The Horizon office park on the outskirts of Malaysia’s biggest city has rows of commercial towers filled with white collar workers whose jobs range from accountants to engineers to lawyers.
One company in this urban business park, controlled by one of Malaysia’s wealthiest families, appears to have a connection to a deadly disaster in a countryside community about 50 kilometers away.
Thirty-one people were killed last December by an overnight landslide that swept over their tents at a campsite on Father’s Organic Farm in Batang Kali, a scenic rural town that often draws tourists from Kuala Lumpur.
More than nine months after the tragedy, families of the victims are still waiting for the government to release the findings from its investigation.
“The families deserve the full, comprehensive, unfiltered report which covers all aspects,” said Loh Teng Shui whose only child, 7-year-old Zech, was killed by the landslide. “The families want accountability and also we want steps to be taken to prevent these incidences from happening again.”
A review of government records by VOA reveals previously unreported details about who owns the property where the campers were staying, and further confirmation of details first reported by VOA in January that the farm and campsite were on land that was not zoned for development by the department of environment.
The documents do not give all the underlying reasons why dozens of people were killed but taken together this information is renewing unanswered questions about why a farm and campsite were able to operate in what experts say is a risky location.
Land records reviewed by VOA show the property where Father’s Organic Farm stood was owned at the time of the landslide by Malaysia Botanical Gardens Resort Sdn. Bhd., which had acquired the land in 2019 from a company linked to the Selangor state government.
Malaysia Botanical Gardens Resort’s headquarters is listed in the Horizon office park. It’s in the same building as Nirvana Asia Group a funeral service provider with branches across Malaysia that is led by Kong Yew Foong and his father Kong Hon Kong whose net worth Forbes recently listed at $860 million.
Records kept by the Companies Commission of Malaysia lists both Kongs as directors at Malaysia Botanical Gardens Resort. The Kongs turned down VOA’s request for an interview.
VOA has not been able to determine the nature of the relationship between Malaysia Botanical Gardens Resort and Father’s Organic Farm. The operators of Father’s Organic Farm have not responded to multiple requests from VOA for an interview.
Separately, VOA recently reviewed an environmental impact assessment (EIA) report commissioned by Malaysia Botanical Gardens Resort. Environmental experts say EIA reports are often required for large projects proposed for environmentally sensitive areas such as forests, mangrove swamps, the seashore, or steep slopes.

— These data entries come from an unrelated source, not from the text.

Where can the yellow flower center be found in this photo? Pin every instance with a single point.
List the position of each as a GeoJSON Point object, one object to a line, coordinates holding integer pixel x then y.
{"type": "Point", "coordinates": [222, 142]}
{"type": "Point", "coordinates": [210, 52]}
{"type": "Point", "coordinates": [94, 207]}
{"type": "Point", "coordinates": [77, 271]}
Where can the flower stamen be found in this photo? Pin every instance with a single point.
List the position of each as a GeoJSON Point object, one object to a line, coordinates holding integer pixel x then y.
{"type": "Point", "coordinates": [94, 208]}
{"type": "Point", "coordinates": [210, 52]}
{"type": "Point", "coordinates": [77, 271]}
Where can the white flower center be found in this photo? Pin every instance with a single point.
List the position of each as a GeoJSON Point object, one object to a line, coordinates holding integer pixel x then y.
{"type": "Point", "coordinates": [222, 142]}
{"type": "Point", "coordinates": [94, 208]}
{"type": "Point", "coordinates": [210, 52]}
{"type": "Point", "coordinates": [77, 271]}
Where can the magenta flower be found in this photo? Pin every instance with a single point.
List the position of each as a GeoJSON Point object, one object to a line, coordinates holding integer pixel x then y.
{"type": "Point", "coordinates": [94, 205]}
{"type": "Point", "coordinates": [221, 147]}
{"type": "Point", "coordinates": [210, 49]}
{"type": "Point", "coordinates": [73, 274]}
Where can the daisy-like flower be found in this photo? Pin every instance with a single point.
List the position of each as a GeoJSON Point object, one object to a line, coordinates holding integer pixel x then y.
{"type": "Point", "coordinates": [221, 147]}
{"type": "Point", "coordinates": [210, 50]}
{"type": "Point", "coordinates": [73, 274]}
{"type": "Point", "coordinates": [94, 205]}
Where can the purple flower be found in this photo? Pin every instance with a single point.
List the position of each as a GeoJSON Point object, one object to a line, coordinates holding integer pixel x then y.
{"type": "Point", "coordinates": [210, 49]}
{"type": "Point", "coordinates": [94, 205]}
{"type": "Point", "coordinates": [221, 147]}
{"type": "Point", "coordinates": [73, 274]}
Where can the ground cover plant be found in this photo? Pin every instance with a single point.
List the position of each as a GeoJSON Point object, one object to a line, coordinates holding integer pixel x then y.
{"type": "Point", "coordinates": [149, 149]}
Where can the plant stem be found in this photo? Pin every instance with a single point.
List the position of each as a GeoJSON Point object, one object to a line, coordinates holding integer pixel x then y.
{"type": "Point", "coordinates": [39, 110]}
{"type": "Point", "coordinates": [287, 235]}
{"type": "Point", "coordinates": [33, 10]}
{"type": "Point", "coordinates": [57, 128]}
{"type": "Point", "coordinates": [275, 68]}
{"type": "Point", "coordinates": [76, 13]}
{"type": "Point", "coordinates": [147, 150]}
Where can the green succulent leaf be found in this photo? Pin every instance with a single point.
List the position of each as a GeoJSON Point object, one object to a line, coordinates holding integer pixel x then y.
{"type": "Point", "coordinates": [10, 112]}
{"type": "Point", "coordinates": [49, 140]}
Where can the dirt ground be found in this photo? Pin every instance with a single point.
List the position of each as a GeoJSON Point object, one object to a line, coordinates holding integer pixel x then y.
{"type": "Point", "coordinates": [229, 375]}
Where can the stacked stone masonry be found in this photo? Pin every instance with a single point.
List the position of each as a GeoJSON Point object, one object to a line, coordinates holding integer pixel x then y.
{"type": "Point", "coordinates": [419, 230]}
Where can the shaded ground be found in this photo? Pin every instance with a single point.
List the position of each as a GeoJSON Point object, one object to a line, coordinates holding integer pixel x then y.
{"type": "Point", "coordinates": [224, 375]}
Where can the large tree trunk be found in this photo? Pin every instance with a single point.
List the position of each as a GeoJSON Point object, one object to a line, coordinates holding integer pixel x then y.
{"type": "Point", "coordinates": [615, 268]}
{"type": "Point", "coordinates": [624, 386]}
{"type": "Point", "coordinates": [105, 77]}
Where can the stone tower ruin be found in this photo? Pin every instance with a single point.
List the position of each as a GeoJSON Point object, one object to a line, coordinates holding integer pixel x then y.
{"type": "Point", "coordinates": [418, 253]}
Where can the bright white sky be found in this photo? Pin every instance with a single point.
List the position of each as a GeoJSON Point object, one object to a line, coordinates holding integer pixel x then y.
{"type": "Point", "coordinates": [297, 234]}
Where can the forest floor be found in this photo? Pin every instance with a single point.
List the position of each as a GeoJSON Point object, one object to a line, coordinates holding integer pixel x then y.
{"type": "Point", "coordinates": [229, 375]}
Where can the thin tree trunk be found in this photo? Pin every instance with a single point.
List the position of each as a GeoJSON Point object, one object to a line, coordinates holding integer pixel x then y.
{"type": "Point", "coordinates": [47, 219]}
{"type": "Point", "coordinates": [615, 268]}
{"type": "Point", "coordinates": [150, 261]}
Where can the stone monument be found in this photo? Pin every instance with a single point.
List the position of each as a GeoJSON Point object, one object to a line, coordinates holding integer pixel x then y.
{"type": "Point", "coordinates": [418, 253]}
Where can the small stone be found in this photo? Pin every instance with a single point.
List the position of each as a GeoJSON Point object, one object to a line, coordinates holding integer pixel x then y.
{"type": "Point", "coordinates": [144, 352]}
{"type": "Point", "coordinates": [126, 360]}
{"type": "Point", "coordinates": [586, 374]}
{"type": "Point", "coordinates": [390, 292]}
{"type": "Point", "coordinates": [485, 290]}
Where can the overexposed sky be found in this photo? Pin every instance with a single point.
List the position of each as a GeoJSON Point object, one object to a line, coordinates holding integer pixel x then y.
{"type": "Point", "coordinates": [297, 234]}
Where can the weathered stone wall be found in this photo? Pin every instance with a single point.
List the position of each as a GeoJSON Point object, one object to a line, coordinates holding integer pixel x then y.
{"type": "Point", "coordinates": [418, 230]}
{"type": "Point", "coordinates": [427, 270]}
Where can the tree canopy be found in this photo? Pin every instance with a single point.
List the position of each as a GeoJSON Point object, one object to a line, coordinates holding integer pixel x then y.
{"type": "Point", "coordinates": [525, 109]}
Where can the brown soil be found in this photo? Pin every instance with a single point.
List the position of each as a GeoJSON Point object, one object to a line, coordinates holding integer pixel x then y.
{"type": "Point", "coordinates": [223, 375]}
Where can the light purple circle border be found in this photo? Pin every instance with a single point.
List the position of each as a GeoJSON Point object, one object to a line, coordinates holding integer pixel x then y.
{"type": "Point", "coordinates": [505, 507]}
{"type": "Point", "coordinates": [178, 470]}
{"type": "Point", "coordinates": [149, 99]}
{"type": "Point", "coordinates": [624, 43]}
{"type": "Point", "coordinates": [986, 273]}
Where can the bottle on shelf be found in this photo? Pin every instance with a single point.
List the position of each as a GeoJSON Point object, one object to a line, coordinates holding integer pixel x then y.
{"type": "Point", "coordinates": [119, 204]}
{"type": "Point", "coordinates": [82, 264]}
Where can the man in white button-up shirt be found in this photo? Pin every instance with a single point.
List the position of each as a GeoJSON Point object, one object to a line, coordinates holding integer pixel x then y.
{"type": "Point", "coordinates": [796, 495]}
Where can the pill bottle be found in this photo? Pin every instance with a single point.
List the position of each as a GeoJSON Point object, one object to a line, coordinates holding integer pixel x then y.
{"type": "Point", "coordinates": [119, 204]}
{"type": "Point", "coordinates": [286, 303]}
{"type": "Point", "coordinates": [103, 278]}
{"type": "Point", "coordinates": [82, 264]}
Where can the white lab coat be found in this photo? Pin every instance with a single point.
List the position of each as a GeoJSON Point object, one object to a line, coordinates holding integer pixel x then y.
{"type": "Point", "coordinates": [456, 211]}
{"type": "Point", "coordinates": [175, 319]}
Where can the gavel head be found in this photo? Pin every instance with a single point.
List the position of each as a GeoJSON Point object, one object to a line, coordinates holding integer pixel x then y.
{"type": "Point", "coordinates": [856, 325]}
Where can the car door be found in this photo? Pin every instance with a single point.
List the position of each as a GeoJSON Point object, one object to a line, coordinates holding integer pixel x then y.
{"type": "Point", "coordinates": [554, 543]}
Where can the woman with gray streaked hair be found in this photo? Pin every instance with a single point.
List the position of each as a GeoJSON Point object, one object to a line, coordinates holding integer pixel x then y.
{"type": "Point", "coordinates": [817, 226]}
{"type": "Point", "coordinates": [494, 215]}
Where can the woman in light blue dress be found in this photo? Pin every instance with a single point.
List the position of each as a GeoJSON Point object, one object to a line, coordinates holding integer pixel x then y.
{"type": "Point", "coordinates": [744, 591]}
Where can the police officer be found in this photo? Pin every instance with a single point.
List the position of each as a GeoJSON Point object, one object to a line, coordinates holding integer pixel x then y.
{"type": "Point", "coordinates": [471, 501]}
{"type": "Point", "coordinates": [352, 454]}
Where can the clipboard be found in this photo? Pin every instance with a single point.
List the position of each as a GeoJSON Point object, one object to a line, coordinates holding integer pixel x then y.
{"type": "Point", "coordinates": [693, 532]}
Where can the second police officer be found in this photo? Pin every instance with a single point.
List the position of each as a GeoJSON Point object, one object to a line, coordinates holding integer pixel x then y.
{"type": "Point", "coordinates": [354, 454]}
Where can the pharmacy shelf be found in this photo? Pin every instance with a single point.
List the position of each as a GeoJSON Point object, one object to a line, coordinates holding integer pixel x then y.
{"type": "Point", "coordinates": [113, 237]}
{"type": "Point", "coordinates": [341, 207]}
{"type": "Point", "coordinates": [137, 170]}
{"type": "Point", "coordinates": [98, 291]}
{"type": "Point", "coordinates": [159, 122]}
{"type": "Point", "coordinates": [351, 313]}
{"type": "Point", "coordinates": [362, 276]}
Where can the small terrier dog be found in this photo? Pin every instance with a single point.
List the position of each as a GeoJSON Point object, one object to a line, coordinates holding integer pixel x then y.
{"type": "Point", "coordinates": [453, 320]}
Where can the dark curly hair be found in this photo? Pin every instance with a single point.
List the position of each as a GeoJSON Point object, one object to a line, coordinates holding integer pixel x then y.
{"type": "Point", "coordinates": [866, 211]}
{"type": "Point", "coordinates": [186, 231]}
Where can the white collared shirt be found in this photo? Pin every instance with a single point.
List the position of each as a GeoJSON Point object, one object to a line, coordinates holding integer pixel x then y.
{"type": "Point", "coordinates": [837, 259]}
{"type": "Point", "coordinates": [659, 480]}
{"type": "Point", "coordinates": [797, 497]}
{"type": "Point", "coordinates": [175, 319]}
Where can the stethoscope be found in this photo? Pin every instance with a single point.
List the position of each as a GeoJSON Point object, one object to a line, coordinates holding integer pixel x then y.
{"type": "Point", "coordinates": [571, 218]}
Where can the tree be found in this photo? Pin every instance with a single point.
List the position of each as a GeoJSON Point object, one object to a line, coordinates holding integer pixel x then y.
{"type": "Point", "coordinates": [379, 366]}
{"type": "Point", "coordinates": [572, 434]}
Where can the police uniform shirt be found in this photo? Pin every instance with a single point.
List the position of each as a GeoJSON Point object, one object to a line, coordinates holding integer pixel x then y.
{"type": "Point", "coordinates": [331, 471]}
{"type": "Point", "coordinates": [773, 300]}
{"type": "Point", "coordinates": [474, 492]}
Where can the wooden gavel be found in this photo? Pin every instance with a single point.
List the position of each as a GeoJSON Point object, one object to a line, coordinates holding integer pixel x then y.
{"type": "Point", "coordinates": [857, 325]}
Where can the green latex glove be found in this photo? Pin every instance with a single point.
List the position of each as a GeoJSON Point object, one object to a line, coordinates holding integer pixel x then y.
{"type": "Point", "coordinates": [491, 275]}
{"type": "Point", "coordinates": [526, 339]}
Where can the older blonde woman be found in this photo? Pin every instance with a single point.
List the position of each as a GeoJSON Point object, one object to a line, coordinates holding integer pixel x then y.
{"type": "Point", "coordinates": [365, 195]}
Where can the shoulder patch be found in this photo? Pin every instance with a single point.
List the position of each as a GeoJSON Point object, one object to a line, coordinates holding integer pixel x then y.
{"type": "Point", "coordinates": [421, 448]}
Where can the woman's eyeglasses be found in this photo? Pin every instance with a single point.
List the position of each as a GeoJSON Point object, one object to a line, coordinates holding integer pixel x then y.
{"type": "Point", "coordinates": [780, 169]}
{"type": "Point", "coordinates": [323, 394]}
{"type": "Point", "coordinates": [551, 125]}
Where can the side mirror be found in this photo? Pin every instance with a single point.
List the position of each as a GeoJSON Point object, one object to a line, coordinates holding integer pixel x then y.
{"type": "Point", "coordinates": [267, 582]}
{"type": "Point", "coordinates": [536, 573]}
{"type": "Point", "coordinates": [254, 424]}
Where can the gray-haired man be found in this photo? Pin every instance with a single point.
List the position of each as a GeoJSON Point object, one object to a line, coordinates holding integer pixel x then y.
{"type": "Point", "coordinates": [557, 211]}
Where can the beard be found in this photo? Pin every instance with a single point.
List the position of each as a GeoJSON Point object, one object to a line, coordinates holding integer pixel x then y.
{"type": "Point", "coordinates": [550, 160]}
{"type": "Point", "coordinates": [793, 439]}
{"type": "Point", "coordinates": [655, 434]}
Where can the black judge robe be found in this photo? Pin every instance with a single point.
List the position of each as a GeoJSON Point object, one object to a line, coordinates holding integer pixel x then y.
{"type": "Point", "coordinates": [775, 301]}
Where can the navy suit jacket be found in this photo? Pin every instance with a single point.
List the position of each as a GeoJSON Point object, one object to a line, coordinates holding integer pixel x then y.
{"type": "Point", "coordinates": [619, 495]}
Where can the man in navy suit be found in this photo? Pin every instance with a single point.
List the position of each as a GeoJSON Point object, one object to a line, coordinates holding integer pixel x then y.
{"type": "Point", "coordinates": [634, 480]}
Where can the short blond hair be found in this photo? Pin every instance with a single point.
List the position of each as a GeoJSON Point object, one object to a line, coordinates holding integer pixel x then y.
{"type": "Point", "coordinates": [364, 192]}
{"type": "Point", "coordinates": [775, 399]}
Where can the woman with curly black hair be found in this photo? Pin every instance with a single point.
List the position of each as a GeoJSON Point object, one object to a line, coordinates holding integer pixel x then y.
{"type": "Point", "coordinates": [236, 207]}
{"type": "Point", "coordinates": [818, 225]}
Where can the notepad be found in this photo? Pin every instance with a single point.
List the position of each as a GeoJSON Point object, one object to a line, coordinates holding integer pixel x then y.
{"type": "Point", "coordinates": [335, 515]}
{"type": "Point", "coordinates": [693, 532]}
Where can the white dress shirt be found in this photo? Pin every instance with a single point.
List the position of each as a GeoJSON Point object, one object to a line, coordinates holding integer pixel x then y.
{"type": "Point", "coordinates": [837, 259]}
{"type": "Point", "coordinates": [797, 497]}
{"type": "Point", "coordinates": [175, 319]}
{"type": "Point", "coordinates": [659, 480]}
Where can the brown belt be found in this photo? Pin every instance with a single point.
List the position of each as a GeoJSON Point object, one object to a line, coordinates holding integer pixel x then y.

This EIA report shows that in 2013 the department of environment approved a proposal for a resort, but the site where Father’s Organic Farm was later opened was in a different area that was not approved for development in the report.
“The EIA makes it quite clear that the area for the farm and campsite was not to be developed and the implication is that it was not safe to be developed,” said Teckwyn Lim, a geographer and honorary associate professor at the University of Nottingham Malaysia, after reading the EIA report. He also noted that the campsite and farm were below a steep slope.
However, several days after the landslide last year, a member of the Selangor state executive council, Ng Sze Han, said Father’s Organic Farm did have a permit to operate as an organic farm. However, he said, at that time the state did not grant licenses specifically for camp sites. In the months that followed new registration requirements were passed.
What’s not clear is why a permit for Father’s Organic Farm was authorized.
Lim says it most likely would’ve been issued by the local municipal government for Hulu Selangor District. VOA has made multiple requests for interviews to Hulu Selangor Municipal Council president Mohd Hasry Nor Mohd but has not received a response.
Lim also pointed out that satellite photos show that by 2015 the site already had approximately a dozen buildings, a road network and planted areas. Lim acknowledges that based on the records he has seen, it’s not clear if Father’s Organic Farm was operating on this site when the 2015 satellite photos were taken, or if it was a different business on the location.
“They did not get permission (to develop the site) from the department of environment,” Lim said. “It’s also significant that development was on-going in 2015 when the land was still owned by a (state) government linked company. It strikes me as irresponsible because they knew the land was sensitive because of the EIA report so the government owes the public answers to a lot of questions,” Lim added.
So far officials have refused to discuss details of the investigation. However, Selangor state’s Menteri Besar, the equivalent of a chief minister, told local Malaysian media the government will release the findings this month.
Loh, whose son died in the landslide, says the families of the victims have already been waiting too long. “Why is this Father’s Organic Farm operating there? Who gave them the permit? Do they have any safety regulations to follow? Does the landowner know about this?” asked Loh, “We deserve answers.”